1884 09 01 SDtatue Quand Même Le Matin R

Extrait Journal Le Matin 1er septembre 1884 (doc. Gallica)

Au programme du matin, les animations furent consacrées à des exercices de démonstration.

À 9 heures, sur la place des Écoles, les sapeurs-pompiers proposèrent plusieurs exercices où ils devaient montrer leur force, leur rapidité d'intervention tout comme leur habilité à manœuvrer avec leurs équipements.

Belfort CPA Série bleue A 9230 Place Ecoles R

Carte postale Belfort Place des écoles (coll. JM)

À partir de 10 heures sur la place du théâtre, à nouveau des exercices mais par la Société de Gymnastique L’Alsacienne de Belfort. Là aussi, les gymnastes proposèrent des enchaînements, des figures et des mouvements d'ensemble.

Par ailleurs, plusieurs sapeurs-pompiers étaient aussi des gymnastes.

Un nombreux public était venu voir les différentes démonstrations qui furent chaleureusement applaudies.

Si le matin, le temps fut mi-figue mi-raisin, mais peu à peu le soleil va s'imposer pour donner plus de lumière à l'inauguration.

Dimanche 31 août 1884, l'après-midi

Quand vint midi, plus de 35000 visiteurs avaient envahi la nouvelle Cité du Lion pour honorer la mémoire des deux défenseurs. Cet engouement dépassa largement les attentes des organisateurs. Il était extrêmement difficile de se déplacer dans les faubourgs de Belfort, noirs de monde.
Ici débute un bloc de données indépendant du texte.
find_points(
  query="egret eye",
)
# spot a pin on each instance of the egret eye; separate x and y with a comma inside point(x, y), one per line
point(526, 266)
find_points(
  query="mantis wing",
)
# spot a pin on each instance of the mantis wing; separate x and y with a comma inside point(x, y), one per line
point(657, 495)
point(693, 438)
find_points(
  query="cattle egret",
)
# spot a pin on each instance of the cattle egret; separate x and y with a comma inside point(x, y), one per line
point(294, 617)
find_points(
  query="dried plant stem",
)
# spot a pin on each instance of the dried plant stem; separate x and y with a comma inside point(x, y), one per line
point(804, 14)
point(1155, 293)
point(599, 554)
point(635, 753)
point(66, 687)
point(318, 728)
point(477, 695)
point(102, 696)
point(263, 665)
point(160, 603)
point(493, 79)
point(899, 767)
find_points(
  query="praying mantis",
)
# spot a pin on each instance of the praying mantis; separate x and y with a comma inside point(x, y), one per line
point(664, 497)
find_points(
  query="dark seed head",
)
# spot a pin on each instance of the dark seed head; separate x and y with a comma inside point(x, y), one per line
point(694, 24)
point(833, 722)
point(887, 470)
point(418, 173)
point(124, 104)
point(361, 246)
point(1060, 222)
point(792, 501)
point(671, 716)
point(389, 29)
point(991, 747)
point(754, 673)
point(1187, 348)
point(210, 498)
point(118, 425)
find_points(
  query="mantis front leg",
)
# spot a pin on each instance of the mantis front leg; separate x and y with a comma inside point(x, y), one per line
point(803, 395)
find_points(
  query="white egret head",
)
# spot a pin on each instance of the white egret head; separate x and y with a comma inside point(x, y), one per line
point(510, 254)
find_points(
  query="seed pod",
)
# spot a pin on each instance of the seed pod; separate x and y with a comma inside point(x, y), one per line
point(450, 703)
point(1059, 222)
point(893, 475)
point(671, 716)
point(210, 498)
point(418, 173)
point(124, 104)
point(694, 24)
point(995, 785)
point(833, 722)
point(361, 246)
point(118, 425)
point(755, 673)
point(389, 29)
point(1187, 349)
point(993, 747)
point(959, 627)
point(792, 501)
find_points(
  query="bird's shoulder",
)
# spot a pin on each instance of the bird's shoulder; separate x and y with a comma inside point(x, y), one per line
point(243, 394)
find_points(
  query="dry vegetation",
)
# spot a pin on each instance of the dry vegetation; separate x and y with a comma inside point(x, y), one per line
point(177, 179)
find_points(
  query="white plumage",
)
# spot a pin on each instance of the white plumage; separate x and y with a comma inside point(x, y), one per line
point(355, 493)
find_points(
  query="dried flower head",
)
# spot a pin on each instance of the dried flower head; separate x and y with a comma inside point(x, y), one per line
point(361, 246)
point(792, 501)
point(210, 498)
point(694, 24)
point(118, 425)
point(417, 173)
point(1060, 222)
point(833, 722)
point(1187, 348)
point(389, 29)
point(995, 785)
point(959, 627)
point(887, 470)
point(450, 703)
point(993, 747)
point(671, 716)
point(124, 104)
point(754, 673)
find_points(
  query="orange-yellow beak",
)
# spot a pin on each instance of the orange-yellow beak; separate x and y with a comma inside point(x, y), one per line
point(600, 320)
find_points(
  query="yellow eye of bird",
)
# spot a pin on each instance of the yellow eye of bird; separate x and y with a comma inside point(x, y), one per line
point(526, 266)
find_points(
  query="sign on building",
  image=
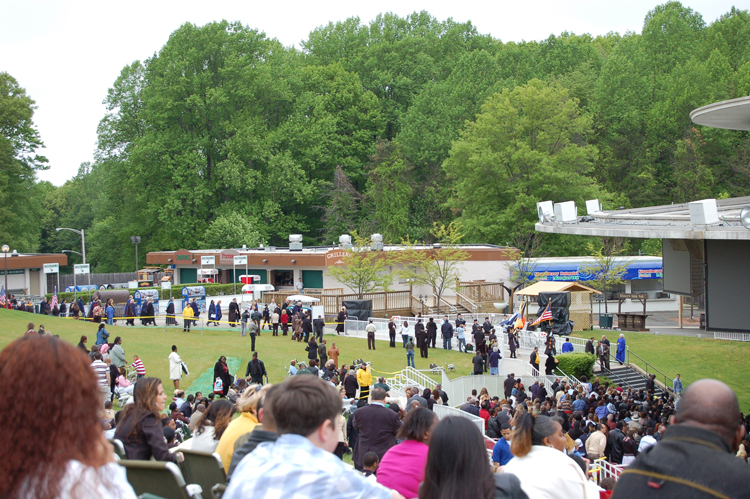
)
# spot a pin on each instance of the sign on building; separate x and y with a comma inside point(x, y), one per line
point(51, 268)
point(81, 268)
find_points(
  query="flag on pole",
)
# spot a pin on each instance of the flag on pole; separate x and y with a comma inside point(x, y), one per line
point(546, 316)
point(53, 302)
point(521, 321)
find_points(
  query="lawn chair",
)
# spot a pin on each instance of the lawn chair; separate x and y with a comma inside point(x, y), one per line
point(162, 479)
point(204, 469)
point(119, 448)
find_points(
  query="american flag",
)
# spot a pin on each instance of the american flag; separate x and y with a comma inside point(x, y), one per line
point(546, 316)
point(521, 321)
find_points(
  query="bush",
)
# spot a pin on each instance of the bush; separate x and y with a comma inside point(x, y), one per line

12h30, Rassemblement et formation du cortège

Le lieu de rendez-vous des participants au cortège était la place des Écoles. Ce rassemblement fut un grand moment de retrouvailles et d’émotions pour les hommes ayant participé à la défense de la ville, quatorze ans plutôt. Contents de se revoir mais aussi malheureux d'apprendre que d'autres étaient décédés !

place des écoles

Gravure de la place des écoles (Guide de Belfort, coll. BF)
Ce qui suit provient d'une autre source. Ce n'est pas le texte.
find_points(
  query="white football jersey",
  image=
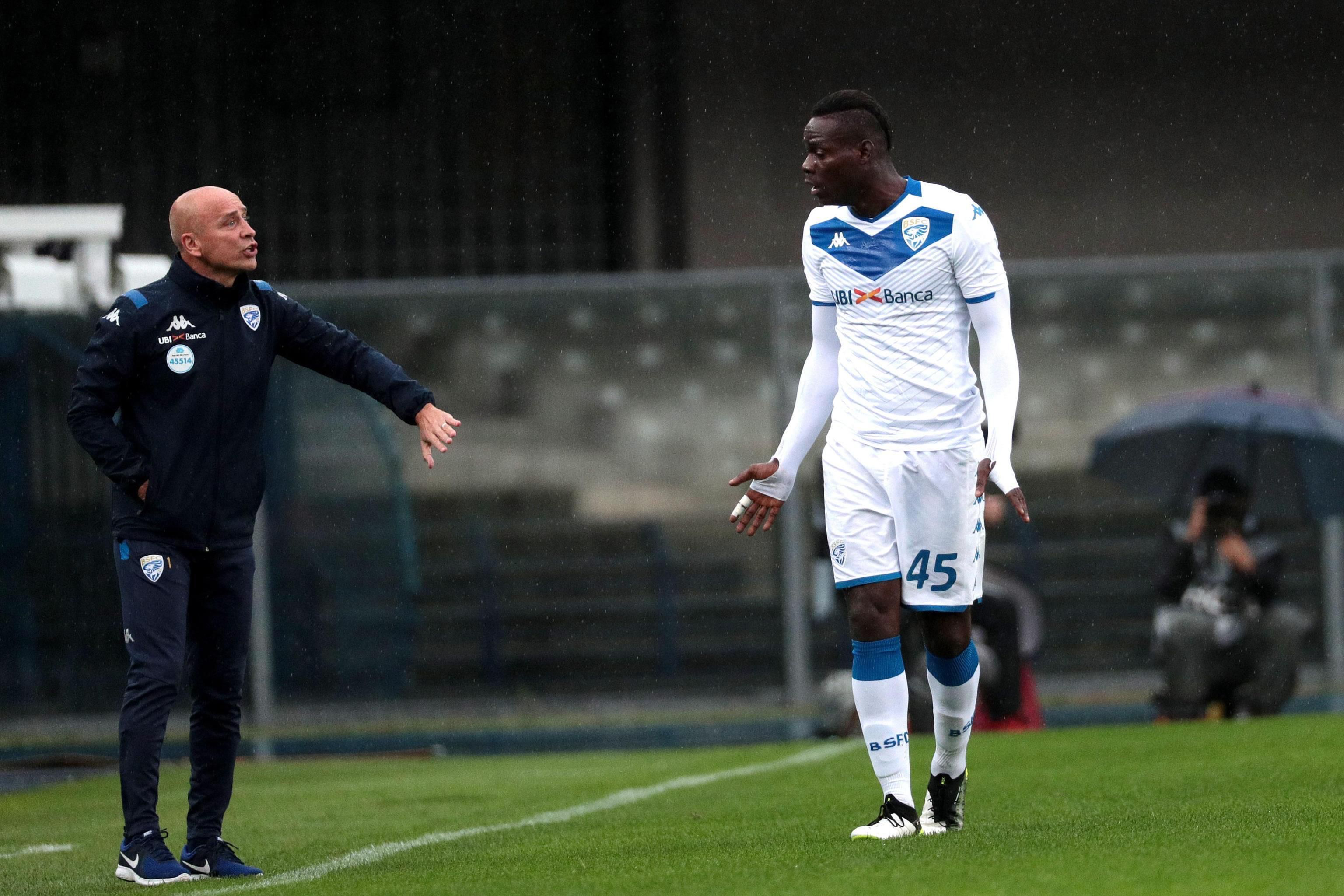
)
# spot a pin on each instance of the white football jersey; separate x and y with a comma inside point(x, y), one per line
point(901, 284)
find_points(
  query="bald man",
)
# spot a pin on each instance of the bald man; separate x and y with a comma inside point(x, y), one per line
point(186, 362)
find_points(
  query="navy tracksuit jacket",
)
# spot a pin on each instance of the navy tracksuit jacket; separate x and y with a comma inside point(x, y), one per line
point(172, 392)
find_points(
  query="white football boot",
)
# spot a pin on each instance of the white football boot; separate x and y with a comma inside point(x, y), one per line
point(945, 805)
point(894, 820)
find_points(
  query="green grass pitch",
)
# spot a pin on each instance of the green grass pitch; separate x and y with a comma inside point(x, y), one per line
point(1226, 808)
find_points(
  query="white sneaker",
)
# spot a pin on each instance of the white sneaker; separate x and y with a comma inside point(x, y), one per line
point(945, 805)
point(894, 820)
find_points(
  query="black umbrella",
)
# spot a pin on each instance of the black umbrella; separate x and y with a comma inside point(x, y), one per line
point(1288, 451)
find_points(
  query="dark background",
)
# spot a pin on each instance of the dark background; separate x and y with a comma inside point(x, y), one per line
point(409, 139)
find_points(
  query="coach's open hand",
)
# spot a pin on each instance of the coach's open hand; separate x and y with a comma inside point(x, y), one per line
point(436, 432)
point(763, 510)
point(1016, 497)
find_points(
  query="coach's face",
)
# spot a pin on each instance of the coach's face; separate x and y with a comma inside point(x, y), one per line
point(836, 164)
point(221, 234)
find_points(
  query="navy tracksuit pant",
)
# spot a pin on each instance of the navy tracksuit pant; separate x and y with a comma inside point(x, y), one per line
point(182, 612)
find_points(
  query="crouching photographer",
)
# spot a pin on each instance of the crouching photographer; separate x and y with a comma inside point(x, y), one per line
point(1225, 637)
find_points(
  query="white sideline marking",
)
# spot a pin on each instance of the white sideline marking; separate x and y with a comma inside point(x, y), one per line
point(370, 855)
point(39, 848)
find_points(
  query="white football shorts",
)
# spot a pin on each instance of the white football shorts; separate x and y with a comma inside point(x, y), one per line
point(906, 515)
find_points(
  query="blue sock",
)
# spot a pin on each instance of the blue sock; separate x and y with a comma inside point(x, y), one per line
point(883, 703)
point(953, 684)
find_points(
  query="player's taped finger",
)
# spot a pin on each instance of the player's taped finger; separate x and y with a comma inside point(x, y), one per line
point(757, 518)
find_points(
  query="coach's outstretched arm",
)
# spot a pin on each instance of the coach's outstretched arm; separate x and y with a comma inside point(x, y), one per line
point(818, 388)
point(307, 339)
point(999, 379)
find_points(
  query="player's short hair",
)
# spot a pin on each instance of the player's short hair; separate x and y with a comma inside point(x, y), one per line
point(872, 116)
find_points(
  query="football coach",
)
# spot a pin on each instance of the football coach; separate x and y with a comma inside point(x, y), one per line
point(168, 402)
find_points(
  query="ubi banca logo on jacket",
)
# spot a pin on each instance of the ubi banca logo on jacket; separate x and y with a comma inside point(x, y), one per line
point(181, 359)
point(179, 323)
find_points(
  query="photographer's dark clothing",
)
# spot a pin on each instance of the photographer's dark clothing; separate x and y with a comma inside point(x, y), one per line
point(1182, 566)
point(1221, 636)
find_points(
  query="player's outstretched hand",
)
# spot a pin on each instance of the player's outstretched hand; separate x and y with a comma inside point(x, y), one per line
point(1015, 497)
point(436, 432)
point(756, 511)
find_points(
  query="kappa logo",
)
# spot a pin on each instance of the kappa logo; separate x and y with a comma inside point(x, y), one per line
point(152, 565)
point(916, 231)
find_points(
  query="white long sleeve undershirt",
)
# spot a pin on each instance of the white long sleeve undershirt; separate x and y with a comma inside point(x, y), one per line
point(818, 387)
point(999, 382)
point(820, 382)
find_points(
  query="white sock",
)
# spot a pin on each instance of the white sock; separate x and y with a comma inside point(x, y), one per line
point(883, 703)
point(953, 684)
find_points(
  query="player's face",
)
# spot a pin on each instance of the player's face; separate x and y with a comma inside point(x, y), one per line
point(834, 167)
point(225, 238)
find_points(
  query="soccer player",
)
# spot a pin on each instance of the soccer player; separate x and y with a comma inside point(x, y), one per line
point(168, 403)
point(900, 272)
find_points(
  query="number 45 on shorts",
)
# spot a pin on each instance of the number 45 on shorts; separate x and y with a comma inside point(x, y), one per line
point(918, 574)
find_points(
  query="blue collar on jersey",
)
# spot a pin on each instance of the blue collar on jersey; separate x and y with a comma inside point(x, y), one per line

Malgré ces grands moments de fraternité, les différents groupes devaient se former pour composer le cortège suivant le plan établit et piloté par Émile Triponé, l'ancien officier de l'artillerie mobile du Siège.

Les clairons mirent fin aux échanges, ordonnant aux Mobiles de rejoindre leurs rangs pour permettre le départ du défilé.

13h30, Départ du cortège

Le cortège formé devait rejoindre la place d'Armes suivant cet itinéraire : départ de la place des Écoles pour rejoindre la rue Thiers par le faubourg de Montbéliard, puis l'avenue de la Gare en direction du faubourg de France, le pont sur la Savoureuse, la route du Fourneau, la Porte Neuve, la rue des Armes et enfin la place d’Armes. Tout au long du parcours, le défilé fut chaleureusement applaudi, accompagné de vivats tels "Vive la France !", "Vive la République !"…
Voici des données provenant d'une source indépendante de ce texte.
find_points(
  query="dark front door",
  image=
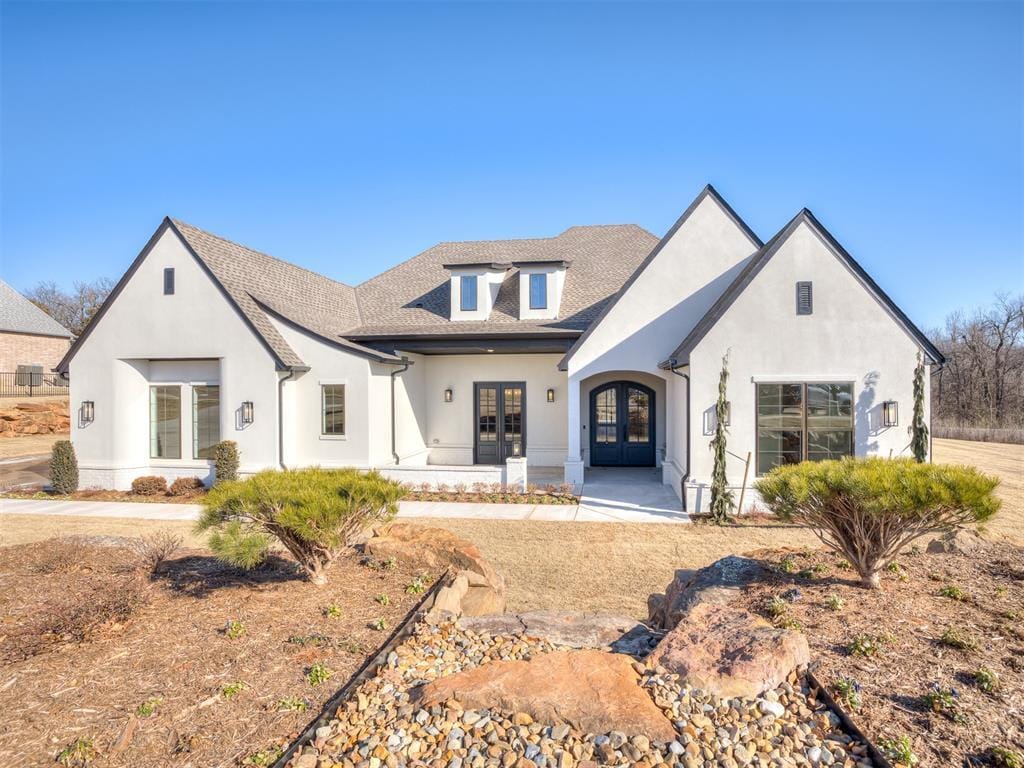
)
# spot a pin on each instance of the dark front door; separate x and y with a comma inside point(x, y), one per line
point(622, 425)
point(500, 410)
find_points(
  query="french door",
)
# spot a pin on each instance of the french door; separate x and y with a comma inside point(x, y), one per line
point(622, 425)
point(500, 421)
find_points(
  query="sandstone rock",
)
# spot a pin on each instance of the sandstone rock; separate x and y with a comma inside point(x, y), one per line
point(591, 690)
point(436, 549)
point(729, 651)
point(606, 632)
point(961, 542)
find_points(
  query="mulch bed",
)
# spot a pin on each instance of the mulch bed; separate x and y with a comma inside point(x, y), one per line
point(914, 682)
point(141, 668)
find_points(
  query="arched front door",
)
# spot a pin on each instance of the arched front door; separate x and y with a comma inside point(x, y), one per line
point(622, 425)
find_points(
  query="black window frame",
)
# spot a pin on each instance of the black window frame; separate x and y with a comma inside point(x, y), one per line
point(468, 280)
point(804, 428)
point(540, 279)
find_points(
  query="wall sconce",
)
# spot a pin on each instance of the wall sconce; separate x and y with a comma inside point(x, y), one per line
point(890, 414)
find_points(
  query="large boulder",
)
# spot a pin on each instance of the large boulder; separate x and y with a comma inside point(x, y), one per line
point(719, 583)
point(474, 587)
point(730, 652)
point(577, 630)
point(591, 690)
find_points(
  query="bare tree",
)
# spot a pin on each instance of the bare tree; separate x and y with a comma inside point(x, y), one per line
point(982, 382)
point(74, 308)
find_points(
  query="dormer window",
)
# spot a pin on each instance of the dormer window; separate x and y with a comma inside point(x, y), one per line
point(467, 292)
point(538, 291)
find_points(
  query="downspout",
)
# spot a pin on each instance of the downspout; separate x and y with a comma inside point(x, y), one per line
point(281, 417)
point(397, 372)
point(686, 473)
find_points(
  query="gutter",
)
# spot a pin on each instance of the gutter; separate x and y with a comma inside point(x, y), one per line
point(672, 365)
point(406, 363)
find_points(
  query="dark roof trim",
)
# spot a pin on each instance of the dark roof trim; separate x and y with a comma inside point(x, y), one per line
point(343, 344)
point(708, 192)
point(681, 355)
point(499, 266)
point(543, 262)
point(166, 224)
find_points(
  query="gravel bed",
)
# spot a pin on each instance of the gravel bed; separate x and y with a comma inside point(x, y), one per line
point(380, 727)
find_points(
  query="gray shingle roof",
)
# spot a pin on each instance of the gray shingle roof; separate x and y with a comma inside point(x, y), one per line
point(414, 298)
point(17, 314)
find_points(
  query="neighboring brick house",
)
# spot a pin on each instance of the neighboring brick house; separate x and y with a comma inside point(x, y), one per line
point(28, 335)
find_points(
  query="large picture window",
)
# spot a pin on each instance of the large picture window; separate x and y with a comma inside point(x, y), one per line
point(333, 399)
point(206, 420)
point(803, 422)
point(165, 422)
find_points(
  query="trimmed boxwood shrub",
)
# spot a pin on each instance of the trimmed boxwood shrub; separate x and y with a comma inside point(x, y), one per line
point(225, 461)
point(148, 485)
point(868, 509)
point(314, 513)
point(186, 486)
point(64, 468)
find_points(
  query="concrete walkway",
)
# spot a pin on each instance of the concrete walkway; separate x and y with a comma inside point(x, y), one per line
point(608, 496)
Trajet Inauguration Statue Quand Même 1884 Plan 1889

Parcours du cortège (réal. BF)

Le cortège constitué démarra à 13h30.

Pour ouvrir la route aux Défenseurs de Belfort, un détachement de 6 cavaliers, du 11e Hussard, suivi des tambours et clairons des sapeurs-pompiers de Belfort, devant les clairons des sociétés de gymnastique de Belfort et Montbéliard. Ensuite, venaient les musiques de la Lyre Belfortaine et du 42e Régiment d’infanterie jouant des pas redoublés toujours fort appréciés par le public.

Elles précédaient le drapeau de l'hôtel de ville pendant le Siège, porté par M. Huntz-Buchler, le doyen des médaillés du Siège; derrière la relique, des médaillés de la ville, MM. Ballet, Beck, Chauvet, Dépierre, Mathey, Montpellier, Odenthal, Perrin et Vidal. Suivaient des officiers encore en activité, Adolphe Dubois porte-drapeau du 96e RI, Christin, Lafosse et Riss.

Vint ensuite le drapeau de la société de gymnastique de Paris, L'Alsacienne, porté par son président, M. Fritsch escorté de gymnastes armés.

CPA Rennes Société Alsacienne de Paris

Carte postale L'Alsacienne de Paris (coll. privée)

Suivaient les drapeaux des sapeurs-pompiers de la ville et de la société local de gymnastique, L'Alsacienne.

    1er groupe

Après les drapeaux, les différents groupes en commençant par les Mobiles du Haut-Rhin, la plus forte délégation, avec environ 500 anciens défenseurs. Au début du groupe, deux immenses couronnes de fleurs, l'une avec des reines-marguerites violettes en honneur du colonel Denfert et la seconde avec des œillets blancs en mémoire de leurs anciens compagnons ayant donné leur vie pendant le Siège. Parmi des eux des anciens officiers, dont Eugène Bornèque, Belin, Koechlin…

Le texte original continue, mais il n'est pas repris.